Regarding how to fix it: I think a better way to break out of the nested loop is to refactor this part of the code and refrain from using the if breaked: break.
To this end, we should refactor the code by creating a new function that contains the outer loop and everything in it. The line breaked = True can then become return. This way, we can break out of the outer loop with the return statement. I would like to invite you to create a PR with this fix to contribute to Haystack! 🙂 A good starting point are our contributor guidelines here. If you don't have time to do it just let us know.
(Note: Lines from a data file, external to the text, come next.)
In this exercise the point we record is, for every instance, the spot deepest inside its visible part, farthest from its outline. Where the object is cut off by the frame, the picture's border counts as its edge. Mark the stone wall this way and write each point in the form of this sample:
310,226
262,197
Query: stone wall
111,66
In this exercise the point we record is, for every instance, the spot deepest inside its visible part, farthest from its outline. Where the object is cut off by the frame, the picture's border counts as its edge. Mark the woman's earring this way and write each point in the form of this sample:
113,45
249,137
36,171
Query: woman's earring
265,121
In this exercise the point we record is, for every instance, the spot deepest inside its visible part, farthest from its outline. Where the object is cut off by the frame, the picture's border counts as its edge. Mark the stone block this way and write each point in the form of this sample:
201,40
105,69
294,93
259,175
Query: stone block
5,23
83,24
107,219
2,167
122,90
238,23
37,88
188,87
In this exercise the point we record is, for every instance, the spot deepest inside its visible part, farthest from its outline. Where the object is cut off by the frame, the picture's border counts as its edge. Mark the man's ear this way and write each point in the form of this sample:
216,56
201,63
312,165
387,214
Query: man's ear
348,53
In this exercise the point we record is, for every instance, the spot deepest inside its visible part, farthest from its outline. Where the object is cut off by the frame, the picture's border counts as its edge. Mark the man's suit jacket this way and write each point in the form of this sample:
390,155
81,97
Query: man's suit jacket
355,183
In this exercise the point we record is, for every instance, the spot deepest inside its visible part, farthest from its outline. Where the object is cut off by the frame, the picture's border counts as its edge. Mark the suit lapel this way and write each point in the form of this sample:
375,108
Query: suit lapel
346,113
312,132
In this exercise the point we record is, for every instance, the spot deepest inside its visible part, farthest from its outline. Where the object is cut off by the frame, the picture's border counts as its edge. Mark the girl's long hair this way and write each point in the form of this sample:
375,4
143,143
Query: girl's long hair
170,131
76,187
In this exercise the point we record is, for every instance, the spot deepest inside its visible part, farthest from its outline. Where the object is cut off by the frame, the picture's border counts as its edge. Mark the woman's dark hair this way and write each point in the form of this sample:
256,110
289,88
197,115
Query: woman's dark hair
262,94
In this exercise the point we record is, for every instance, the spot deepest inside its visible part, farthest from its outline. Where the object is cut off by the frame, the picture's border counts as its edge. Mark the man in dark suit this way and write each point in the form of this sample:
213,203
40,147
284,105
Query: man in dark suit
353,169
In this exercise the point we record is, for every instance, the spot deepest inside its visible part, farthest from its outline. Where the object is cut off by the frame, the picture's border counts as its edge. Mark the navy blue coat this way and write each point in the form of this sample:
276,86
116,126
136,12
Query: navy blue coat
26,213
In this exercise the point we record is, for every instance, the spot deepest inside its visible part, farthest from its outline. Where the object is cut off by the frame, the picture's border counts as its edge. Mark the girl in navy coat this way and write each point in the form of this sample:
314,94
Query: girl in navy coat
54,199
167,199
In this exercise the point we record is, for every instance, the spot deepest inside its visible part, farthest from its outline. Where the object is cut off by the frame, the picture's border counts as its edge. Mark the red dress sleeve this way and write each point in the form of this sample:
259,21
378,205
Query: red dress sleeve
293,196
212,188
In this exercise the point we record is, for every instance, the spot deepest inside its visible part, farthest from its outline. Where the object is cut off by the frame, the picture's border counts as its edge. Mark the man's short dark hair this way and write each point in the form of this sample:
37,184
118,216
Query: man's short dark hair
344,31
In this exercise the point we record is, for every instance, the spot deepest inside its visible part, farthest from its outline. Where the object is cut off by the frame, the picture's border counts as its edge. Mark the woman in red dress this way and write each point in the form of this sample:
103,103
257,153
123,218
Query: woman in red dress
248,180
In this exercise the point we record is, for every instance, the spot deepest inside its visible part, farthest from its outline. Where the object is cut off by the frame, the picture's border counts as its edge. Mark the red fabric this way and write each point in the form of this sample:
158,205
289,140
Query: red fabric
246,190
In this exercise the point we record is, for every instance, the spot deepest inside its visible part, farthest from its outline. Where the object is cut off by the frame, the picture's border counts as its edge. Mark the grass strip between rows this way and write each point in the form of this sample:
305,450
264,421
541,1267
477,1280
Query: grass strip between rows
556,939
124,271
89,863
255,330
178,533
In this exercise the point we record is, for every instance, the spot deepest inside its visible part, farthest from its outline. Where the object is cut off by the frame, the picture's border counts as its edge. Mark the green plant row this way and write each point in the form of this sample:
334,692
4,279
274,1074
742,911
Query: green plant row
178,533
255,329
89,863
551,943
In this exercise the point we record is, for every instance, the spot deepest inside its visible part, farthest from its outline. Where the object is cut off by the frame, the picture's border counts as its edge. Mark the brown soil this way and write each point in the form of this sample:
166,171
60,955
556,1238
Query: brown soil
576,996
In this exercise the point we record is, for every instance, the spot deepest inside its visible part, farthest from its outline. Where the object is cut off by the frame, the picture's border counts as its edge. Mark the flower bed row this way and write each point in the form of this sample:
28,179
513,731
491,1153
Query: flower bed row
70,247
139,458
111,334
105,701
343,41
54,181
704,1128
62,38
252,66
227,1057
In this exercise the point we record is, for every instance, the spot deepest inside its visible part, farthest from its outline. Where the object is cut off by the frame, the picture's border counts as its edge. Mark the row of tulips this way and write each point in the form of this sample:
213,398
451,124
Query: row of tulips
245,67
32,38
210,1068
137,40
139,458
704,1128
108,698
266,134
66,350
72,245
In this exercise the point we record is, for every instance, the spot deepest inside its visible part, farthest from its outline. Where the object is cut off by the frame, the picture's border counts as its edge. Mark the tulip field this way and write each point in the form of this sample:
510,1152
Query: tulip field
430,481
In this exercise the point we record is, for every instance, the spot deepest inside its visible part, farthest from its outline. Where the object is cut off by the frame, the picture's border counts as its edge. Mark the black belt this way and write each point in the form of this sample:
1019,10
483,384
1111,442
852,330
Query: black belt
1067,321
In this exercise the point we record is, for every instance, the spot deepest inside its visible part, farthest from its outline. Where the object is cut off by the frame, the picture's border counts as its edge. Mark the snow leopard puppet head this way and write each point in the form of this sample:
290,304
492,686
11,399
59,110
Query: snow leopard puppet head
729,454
Sorry but I currently do not have time to figure out how to do PRs and such. I have a thesis deadline in the 1.5 week. THanks for the feedback though and for helping!
Alright, good luck with your thesis! 🎓
I have written a minimal example to reproduce the problem.
from haystack import Document
from haystack.document_stores import InMemoryDocumentStore
from haystack.nodes import FARMReader, BM25Retriever, PreProcessor
from haystack.pipelines import ExtractiveQAPipeline
from haystack.utils import print_answers
document_store = InMemoryDocumentStore(use_bm25=True)
preprocessor = PreProcessor(
clean_empty_lines=True,
clean_whitespace=True,
clean_header_footer=False,
split_by="word",
split_length=6,
split_overlap=5,
split_respect_sentence_boundary=False,
)
documents = [
Document(content="the second document adresseses life and the third onw talks about the stars.", meta={"name": "doc1"}),
Document(content="the second document adresseses life and the third one talks about the stars and the fifth is unseen.", meta={"name": "doc2"}),
]
processed_docs = preprocessor.process(documents)
document_store.write_documents(processed_docs)
# Initialize the reader using a pre-trained model
reader = FARMReader(model_name_or_path="deepset/roberta-base-squad2", use_gpu=False)
# Instantiate a Finder object with the document store and reader
retriever = BM25Retriever(document_store=document_store)
#creating the retriever-reader pipeline
pipe = ExtractiveQAPipeline(reader, retriever)
#Ask a question
prediction = pipe.run(
query="What is the second document about?",
params={
"Retriever": {"top_k": 10},
"Reader": {"top_k": 5}
}
)
print_answers(
prediction,
details="minimum" ## Choose from `minimum`, `medium`, and `all`
)
When implementing the solution that Koenlaermans proposed. This is the output I get:
'Query: What is the second document about?'
'Answers:'
[ { 'answer': 'life and the',
'context': 'second document adresseses life and the'},
{ 'answer': 'life and',
'context': 'the second document adresseses life and'},
{'answer': 'the stars', 'context': 'one talks about the stars and'},
{'answer': 'the stars', 'context': 'about the stars and the fifth'},
{'answer': 'the', 'context': 'the third one talks about the'}]
Is this the expected output? To me the answers look redundant?